Environment Canada forecasts above freezing daytime temperatures this week and 5-10 mm of minor precipitation on March 10 and March 11. Nighttime temperatures are also expected to be above freezing on March 10 and March 11 before dropping to below freezing again starting March 12, which will cause the freeze-thaw cycle to resume.
There is slightly more snowpack throughout the watershed than usual, but still within ranges recorded in recent years. Stream flows are still within the normal range for this time of year.
Based on this week’s weather forecast, a significant amount of snowpack is expected to melt across the South Nation River watershed, causing flows and water levels to rise quickly.

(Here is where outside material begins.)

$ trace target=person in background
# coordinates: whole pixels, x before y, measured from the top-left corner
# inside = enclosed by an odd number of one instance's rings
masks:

Ice cover in rivers and streams may break up due to warm temperatures and higher flows, increasing the risk of ice jams and associated overbank flooding.

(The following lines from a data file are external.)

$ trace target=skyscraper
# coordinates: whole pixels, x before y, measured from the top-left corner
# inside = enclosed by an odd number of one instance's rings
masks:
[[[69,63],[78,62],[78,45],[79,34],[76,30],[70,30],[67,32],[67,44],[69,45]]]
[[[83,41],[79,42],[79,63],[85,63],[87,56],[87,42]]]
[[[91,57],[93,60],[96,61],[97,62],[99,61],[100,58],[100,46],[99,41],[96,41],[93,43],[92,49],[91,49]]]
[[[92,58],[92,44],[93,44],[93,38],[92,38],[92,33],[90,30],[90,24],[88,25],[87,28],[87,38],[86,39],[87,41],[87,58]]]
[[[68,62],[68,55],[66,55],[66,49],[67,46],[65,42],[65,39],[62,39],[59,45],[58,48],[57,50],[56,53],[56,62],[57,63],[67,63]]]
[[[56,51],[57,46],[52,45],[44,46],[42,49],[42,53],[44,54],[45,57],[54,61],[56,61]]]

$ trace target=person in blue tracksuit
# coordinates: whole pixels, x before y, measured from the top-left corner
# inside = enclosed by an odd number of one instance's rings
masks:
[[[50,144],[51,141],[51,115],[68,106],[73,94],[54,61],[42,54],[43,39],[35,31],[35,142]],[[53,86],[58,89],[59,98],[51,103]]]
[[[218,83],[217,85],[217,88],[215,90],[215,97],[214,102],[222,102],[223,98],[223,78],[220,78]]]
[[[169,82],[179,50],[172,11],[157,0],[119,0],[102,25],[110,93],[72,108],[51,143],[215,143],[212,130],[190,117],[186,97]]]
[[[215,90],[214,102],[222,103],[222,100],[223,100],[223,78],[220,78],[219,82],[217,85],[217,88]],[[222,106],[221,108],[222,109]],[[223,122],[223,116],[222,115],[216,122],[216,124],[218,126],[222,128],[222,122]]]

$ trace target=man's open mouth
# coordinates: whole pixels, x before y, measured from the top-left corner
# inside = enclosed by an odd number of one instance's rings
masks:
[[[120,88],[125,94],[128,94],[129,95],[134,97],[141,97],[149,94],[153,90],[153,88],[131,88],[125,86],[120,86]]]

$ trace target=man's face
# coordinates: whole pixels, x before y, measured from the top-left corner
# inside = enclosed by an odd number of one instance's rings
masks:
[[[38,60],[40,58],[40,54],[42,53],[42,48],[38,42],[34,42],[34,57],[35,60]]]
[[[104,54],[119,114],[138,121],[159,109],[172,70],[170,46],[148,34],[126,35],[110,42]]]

Higher than normal water levels may also cause nuisance flooding in low-lying areas.
Residents are advised to stay away from rivers as the weather forecast may rapidly increase river flows, and banks might be unstable and slippery. Parents are encouraged to explain these dangers to their children.
Residents in flood prone or low-lying areas historically susceptible to flooding should also take the necessary precautions to protect their property, such as:
- Ensuring sump pump is clear, in good working condition and has a backwater valve on it.
- Having a portable generator and backup pump available.
- Ensuring downspouts are clear and the outlet is at least 3 m from the dwelling.
- Removing or securing items that might float away as flows increase.
- Removing valuable items from basements or lower floors that could be subject to flooding.
- Keep emergency phone numbers handy.
- Familiarize yourself with your municipality’s emergency preparedness plan.
This statement is in effect until Wednesday, March 24, 2021.
SNC monitors water levels and weather forecasts as part of the Flood Forecasting and Warning Program. Updates are provided as conditions change.